Même si les créatifs culturels critiquent la tyrannie de la consommation, ils pensent pouvoir changer la société en se repliant sur de petites enclaves exemplaires au plan environnemental grâce à des subventions publiques (voir Droits et construction sociale, n° 50, 3 novembre 2014, pages 18 à 20). Cela ne gène en rien les grandes sociétés commerciales puisqu’elles gardent ainsi sous leur coupe la grande majorité de la population. De même, les gouvernants peuvent alors se dédouaner grâce à des opérations symboliques sans changer les grands équilibres du système.

Le procédé est ancien, en Orient comme en Occident.
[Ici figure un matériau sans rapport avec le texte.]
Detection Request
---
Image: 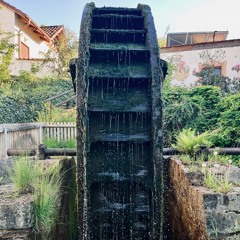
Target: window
[20,42,29,59]
[202,67,222,76]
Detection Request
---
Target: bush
[10,157,62,235]
[173,129,211,157]
[0,77,72,123]
[213,93,240,147]
[34,173,61,235]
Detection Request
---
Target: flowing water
[78,3,164,240]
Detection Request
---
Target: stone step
[89,43,149,52]
[93,7,142,16]
[88,63,151,78]
[92,14,144,30]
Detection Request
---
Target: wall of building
[15,18,49,59]
[161,44,240,86]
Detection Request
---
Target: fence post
[4,128,8,160]
[39,124,43,144]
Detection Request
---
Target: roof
[41,25,64,40]
[161,39,240,53]
[167,31,228,47]
[0,0,51,42]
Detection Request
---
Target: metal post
[4,128,8,160]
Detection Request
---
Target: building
[0,0,65,76]
[161,31,240,86]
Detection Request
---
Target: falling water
[78,4,164,240]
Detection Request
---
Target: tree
[0,32,16,85]
[193,49,239,95]
[44,28,78,79]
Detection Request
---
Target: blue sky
[5,0,240,39]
Pour atténuer le rejet que suscite un monde moralement à la dérive, des îlots modèles sont constitués. Les monastères chrétiens médiévaux, ou les temples bouddhistes au Japon avant le XVIIe siècle, ont eu ce rôle, en sachant qu’ils permettaient aux dirigeants qui avaient participé aux dérives les plus graves de se racheter une conduite à leurs propres yeux en faisant retraite.

Ainsi, les grands groupes financiers peuvent souhaiter une société de citoyens moutons menacés par des criminels loups mais protégés par des policiers chiens de bergers (La Vie liquide, p. 93), le tout avec quelques zoos symboliques gérés par des créatifs culturels pour faire rêver les moutons.
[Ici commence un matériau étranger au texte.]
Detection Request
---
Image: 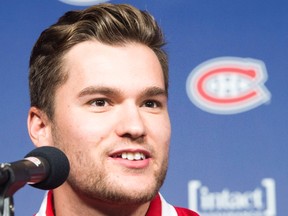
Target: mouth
[109,149,151,170]
[111,152,148,161]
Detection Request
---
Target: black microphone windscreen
[25,146,70,190]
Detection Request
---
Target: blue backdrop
[0,0,288,216]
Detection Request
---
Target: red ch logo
[186,57,271,114]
Le très grand danger de cet univers fondé sur la vie liquide est la montée d’une opposition entre ceux qui croient dans la valeur des sacrifices et qui veulent à tout prix une société stable, quitte à donner leur vie pour cela, et ceux qui acceptent la perspective individualiste d’un monde flou dont on voit mal la direction dans laquelle il va.

La société se divise alors en deux. D’un côté, les financiers, les commerciaux, les élites dirigeantes et les créatifs culturels, qui semblent tous incapables de faire face aux processus négatifs à l’œuvre. De l’autre, les citoyens dotés de l’esprit de sacrifice prêts à se dévouer pour garantir le maintien d’un système lisible.
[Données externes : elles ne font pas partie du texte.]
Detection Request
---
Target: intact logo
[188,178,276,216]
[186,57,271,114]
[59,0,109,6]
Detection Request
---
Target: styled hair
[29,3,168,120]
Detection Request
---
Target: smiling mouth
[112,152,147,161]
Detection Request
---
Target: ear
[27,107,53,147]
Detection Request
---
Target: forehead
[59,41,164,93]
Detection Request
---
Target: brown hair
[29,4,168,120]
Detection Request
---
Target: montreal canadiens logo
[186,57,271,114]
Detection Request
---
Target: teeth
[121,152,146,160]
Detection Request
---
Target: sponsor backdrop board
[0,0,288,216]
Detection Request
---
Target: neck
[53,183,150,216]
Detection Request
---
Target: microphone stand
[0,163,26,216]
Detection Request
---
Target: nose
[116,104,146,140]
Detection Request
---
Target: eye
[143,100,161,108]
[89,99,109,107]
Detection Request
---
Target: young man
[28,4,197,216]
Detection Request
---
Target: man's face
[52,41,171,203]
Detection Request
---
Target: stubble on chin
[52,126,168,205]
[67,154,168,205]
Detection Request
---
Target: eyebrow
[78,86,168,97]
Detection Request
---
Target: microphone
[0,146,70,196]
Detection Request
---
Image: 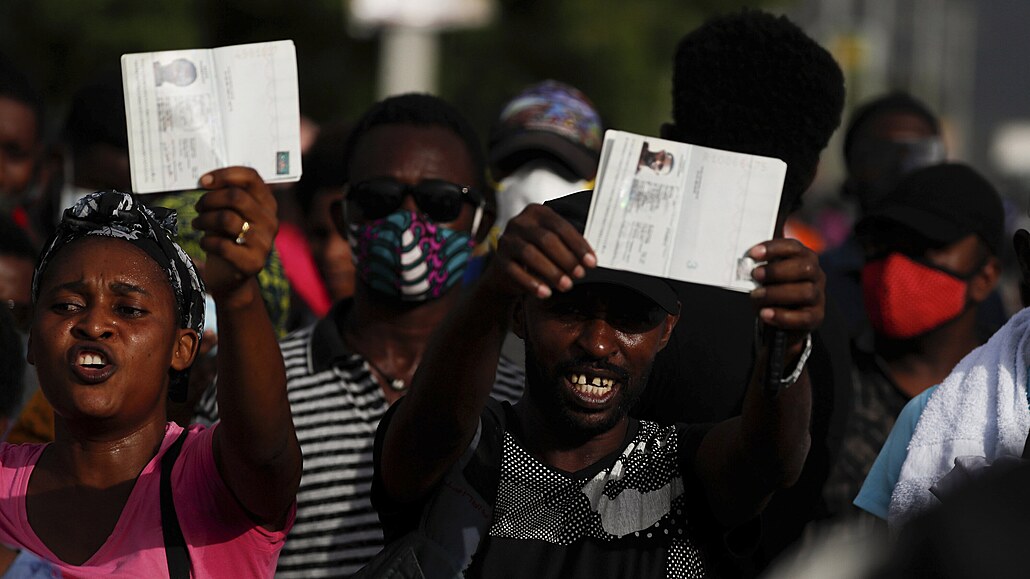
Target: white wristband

Zygmunt BAUMAN, qui a connu la seconde guerre mondiale et a dû fuir les persécutions nazies, sait à quoi ce genre de choses peut conduire et nous le rappelle. A oublier la majorité de la population confrontée à des injustices, on prend le risque de voir celle-ci s’attacher à un idéal d’ordre fixe, identitaire et vengeur excluant tous ceux qui symbolisent, à tort ou à raison, l’instabilité et l’irrespect par rapport aux sacrifices consentis par la majorité.

Au sens étymologique, le sacrifice permet de mettre les gens à part. Quand Zygmunt BAUMAN parle des homines sacri exlus de la consommation aujourd’hui (La Vie liquide, p. 133), il souligne la dangerosité de ce processus sacrificiel. Si la majorité de ceux qui sont exclus du pouvoir et des subventions se ressent comme à part au plan identitaire, il lui est possible de stigmatiser par opposition tous les profiteurs du système qui le rendent instable, qu’ils soient gouvernants, financiers, étrangers ou créatifs culturels.


Voilà pourquoi il est essentiel que nous reconnaissions tous combien nous dépendons les uns des autres pour notre présent et notre futur. Personne ne peut espérer s’abriter des orages qui éclatent ailleurs (La Vie liquide, p. 196). A défaut de nous rappeler cet impératif, nous risquons de générer des fractures sacrificielles dangereuses dans toutes les sociétés.